Story 81

Struck by their friendship

I first became involved in the Cheshire movement when I was at school — I must have been 12 or 13.

Mira Singh

We had a programme at school called ‘socially useful productive work’, and through this we used to come to the Cheshire Home in Delhi. And that’s how the bond first formed, over 40 years ago. Little did I know I would later marry into the family that had founded the home!

Our Home was started by Major General Virendra Singh, my father-in-law. He had a close friendship with Group Captain Leonard Cheshire, which led them to work together to establish the Cheshire Home in Delhi and the wider Cheshire movement in India. The first Cheshire Home in India was set up in Mumbai in 1956, and there are now 23 Cheshire services across the country.

My association with the Home became more official when I got married. My husband took over as chairperson from my father-in-law, and I took over from my husband when he passed away in 2008. So I’ve been chairperson now for almost nine years, and I’m here every morning. My daughter, who is 24, is starting to get involved now as well. So it’s a real family connection.

I met Leonard himself on several occasions. Our family used to meet up with him whenever he came to Delhi, and he sometimes stayed at our house. He and my father-in-law were incredibly close. They really cared for each other. I was very struck by their friendship. I remember him as a quiet person, who was very involved with his work.

I think that we are now the largest residential Cheshire Home in India. We have nearly 80 residents — men, women and children. It’s a tough job, but it’s incredibly satisfying seeing the difference we can make. As well as being a residential home, more and more we are setting up projects that support people with disabilities to be independent. This includes our livelihoods project in partnership with Leonard Cheshire Disability, funded by the EU. We are working with disabled people in the community, training them and supporting them to find work. It’s doing extremely well.

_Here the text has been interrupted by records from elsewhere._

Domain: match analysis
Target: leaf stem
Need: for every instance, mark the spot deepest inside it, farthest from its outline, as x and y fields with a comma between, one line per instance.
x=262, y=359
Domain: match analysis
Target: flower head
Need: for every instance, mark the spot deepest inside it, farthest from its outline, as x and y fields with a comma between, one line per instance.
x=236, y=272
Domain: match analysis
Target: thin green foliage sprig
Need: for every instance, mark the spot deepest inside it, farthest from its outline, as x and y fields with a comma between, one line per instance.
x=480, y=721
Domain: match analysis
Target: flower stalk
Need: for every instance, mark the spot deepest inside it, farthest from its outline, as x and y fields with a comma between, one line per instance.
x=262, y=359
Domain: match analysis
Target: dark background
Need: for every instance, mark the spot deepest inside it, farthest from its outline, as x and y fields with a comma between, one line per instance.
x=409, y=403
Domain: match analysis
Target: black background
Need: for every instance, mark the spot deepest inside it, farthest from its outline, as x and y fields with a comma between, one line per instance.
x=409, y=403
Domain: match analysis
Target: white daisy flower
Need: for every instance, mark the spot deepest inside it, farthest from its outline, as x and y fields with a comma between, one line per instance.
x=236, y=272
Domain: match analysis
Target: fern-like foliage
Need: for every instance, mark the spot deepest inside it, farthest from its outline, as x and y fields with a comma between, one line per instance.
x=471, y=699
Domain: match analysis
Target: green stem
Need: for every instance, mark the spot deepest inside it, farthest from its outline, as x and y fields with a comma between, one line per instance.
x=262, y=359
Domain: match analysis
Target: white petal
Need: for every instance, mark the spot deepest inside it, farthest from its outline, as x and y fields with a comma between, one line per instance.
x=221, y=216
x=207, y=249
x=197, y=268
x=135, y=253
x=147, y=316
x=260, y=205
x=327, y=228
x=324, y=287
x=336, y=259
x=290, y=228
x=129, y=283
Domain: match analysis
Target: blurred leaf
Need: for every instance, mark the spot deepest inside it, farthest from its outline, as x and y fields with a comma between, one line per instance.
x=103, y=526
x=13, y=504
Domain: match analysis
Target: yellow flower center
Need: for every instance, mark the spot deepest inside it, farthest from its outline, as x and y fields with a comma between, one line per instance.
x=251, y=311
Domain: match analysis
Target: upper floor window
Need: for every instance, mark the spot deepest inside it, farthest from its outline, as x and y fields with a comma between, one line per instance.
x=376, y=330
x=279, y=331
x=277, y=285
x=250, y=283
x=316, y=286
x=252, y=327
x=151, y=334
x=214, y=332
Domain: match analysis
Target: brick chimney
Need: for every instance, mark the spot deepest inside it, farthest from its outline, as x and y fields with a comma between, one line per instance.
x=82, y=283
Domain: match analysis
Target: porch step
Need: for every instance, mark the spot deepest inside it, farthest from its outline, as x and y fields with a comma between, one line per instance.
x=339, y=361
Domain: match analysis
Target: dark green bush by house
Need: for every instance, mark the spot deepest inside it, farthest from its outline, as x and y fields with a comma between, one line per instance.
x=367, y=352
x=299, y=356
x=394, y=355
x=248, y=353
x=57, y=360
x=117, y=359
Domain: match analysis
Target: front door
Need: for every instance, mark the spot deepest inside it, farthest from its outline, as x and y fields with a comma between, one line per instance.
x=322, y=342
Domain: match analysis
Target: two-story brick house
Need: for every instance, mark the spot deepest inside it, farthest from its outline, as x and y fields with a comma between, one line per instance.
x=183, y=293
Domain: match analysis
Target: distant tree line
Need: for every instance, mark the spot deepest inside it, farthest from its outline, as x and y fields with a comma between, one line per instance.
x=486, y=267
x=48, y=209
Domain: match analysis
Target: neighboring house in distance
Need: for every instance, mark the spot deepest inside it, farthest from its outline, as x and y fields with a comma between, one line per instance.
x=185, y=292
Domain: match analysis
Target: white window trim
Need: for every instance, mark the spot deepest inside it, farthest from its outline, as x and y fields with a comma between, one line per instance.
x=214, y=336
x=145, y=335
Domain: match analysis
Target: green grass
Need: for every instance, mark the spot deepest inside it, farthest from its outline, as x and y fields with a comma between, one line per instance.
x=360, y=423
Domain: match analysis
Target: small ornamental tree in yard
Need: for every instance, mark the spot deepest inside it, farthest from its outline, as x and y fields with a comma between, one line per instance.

We also have a crèche for 70 disabled children. We have a van which goes every day to villages and slum areas and picks the children up. We provide food, clothes and give them a basic education and life skills. We have been able to support about 15 disabled children into mainstream education which is a massive achievement for us.

Right now in India there is a big emphasis on corporate social responsibility. This means there are lots of opportunities – a lot of social awareness and a lot of interest in the field of disability. So we plan to continue expanding. It’s very gratifying to see people we support smiling and laughing. Some of them can’t talk verbally, but they still talk to you with their eyes.

I was very struck by their friendship. I remember him as a quiet person, who was very involved with his work.